Mahjoub Salek, the Coordinator of the Sahrawi dissident movement “Khat Ach-Chahid” (The martyr’s way) has raised the issue in an interview with a Moroccan daily, on the sidelines of his participation in the second World Forum on human rights held recently in Marrakech.
“I know the leaders of the Polisario, some of them were my classmates. I know they were destitute” when they joined the camps of Tindouf in southwestern Algeria. “Today, their fortunes raise many questions,” said Mahjoub Salek, who has been detained for nearly six years (1982-1988) in the jails of the Polisario scattered in the Algerian desert.
The Sahrawi dissident said when describing the dire living conditions of the Sahrawis sequestered in Tindouf that his biggest concern lies is finding a way to “end the ordeal of our relatives in the Tindouf camps.” He said the members of Khat Ach-Chahid, including himself, feel they are responsible of “the plight of the thousands of Sahrawis that we have attracted to the Tindouf camps with void slogans.”
The aim of our endeavors now “is to enable these people to return to their country (Morocco) in dignity,” he said, adding that “the Polisario is paralyzed because it never examined with a critical eye the actions it undertook during 40 years.”
For Mahjoub Salek, “there are neither hawks nor doves within the Polisario… There is only the ever-present Mohamed Abdelaziz, the sole decision-maker and leader who does not tolerate to be challenged and who only heeds his Algerian protectors.”

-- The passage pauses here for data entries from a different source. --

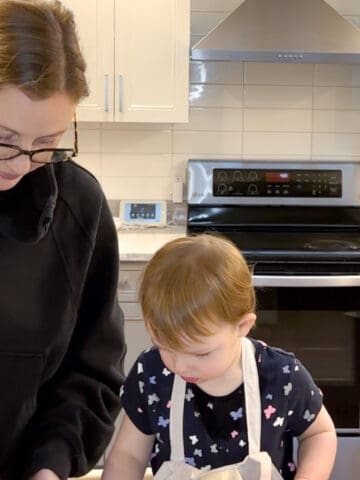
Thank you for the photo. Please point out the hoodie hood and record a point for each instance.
(27, 210)
(294, 31)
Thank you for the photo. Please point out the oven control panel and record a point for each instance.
(259, 182)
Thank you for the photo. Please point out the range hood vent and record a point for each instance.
(282, 31)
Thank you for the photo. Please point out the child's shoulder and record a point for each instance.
(149, 361)
(274, 360)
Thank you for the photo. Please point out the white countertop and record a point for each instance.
(139, 245)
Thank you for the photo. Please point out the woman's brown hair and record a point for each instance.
(39, 49)
(193, 284)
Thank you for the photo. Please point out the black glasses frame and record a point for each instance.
(59, 154)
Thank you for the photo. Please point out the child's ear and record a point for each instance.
(246, 323)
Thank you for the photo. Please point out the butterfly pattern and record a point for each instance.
(290, 401)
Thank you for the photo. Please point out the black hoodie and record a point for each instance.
(61, 330)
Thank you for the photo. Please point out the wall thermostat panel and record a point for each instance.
(143, 212)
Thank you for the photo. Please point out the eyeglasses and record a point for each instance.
(42, 155)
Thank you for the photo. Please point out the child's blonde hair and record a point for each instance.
(193, 284)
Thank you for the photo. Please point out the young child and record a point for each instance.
(198, 303)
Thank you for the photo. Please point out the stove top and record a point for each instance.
(264, 215)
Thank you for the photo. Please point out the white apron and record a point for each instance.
(256, 466)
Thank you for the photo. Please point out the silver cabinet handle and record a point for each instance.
(121, 92)
(306, 280)
(106, 92)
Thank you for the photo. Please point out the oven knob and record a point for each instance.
(252, 189)
(238, 176)
(221, 176)
(253, 176)
(222, 188)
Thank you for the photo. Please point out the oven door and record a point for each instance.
(318, 319)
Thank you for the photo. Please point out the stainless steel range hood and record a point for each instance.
(282, 31)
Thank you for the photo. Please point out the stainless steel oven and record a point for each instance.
(298, 225)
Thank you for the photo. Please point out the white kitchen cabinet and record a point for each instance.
(137, 53)
(136, 336)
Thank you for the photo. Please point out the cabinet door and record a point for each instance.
(152, 60)
(95, 23)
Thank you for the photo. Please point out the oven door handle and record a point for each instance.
(306, 280)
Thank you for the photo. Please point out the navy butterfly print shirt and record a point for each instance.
(290, 401)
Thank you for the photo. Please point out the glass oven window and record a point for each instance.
(321, 326)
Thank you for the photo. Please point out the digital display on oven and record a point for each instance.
(277, 177)
(247, 182)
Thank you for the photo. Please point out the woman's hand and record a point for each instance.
(44, 474)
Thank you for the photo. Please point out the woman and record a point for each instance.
(61, 331)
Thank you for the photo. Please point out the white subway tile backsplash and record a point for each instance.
(337, 75)
(213, 119)
(226, 96)
(261, 96)
(278, 73)
(337, 98)
(336, 121)
(132, 165)
(139, 188)
(336, 144)
(216, 72)
(220, 143)
(277, 144)
(145, 141)
(277, 120)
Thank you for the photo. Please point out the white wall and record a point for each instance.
(237, 110)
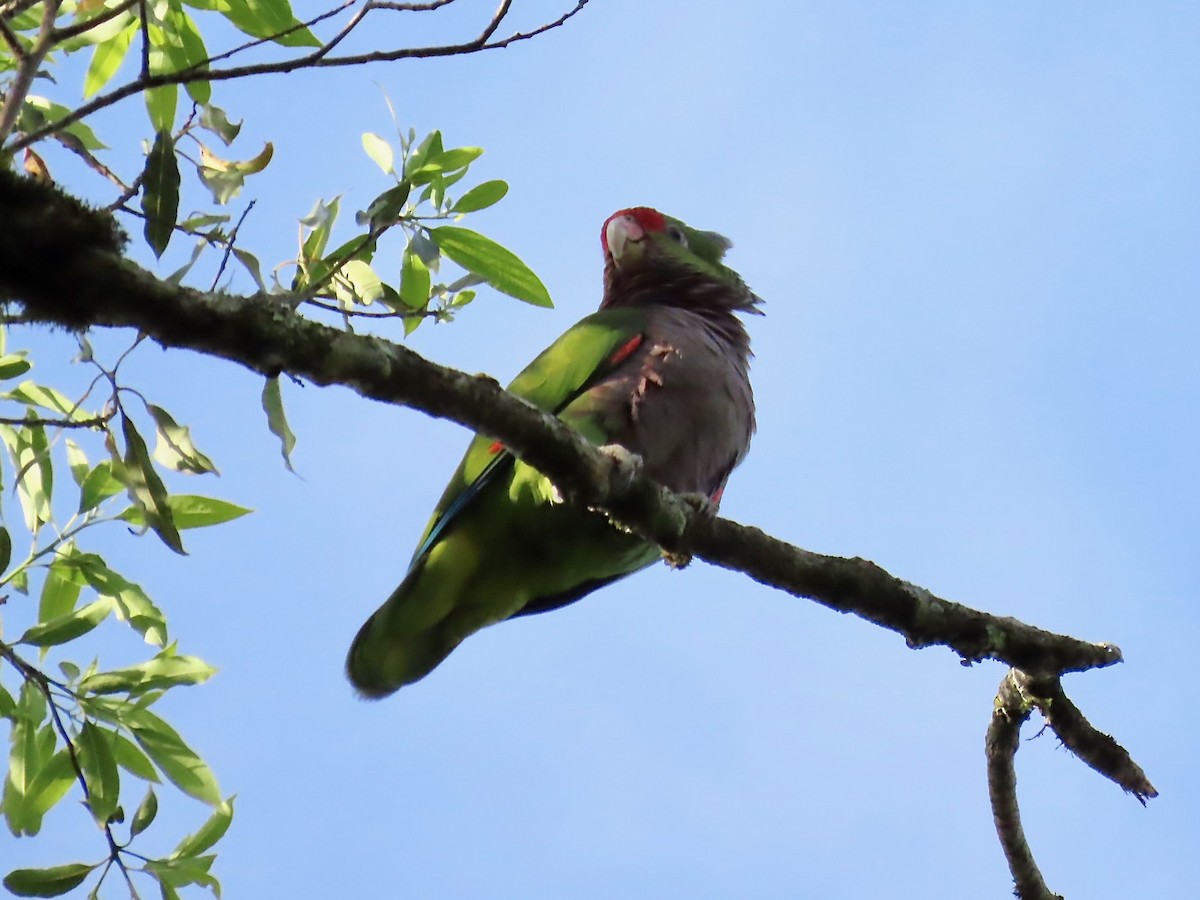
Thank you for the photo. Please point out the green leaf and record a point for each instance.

The Saharawi dissident, who still lives in the Tindouf camps and who travels abroad with a Spanish passport, recalled that many international organizations and NGOs have realized that the Polisario embezzles the humanitarian aid initially destined to the Tindouf camps residents and that this misappropriation has long been and is still the main source of the Polisario leaders’ wealth.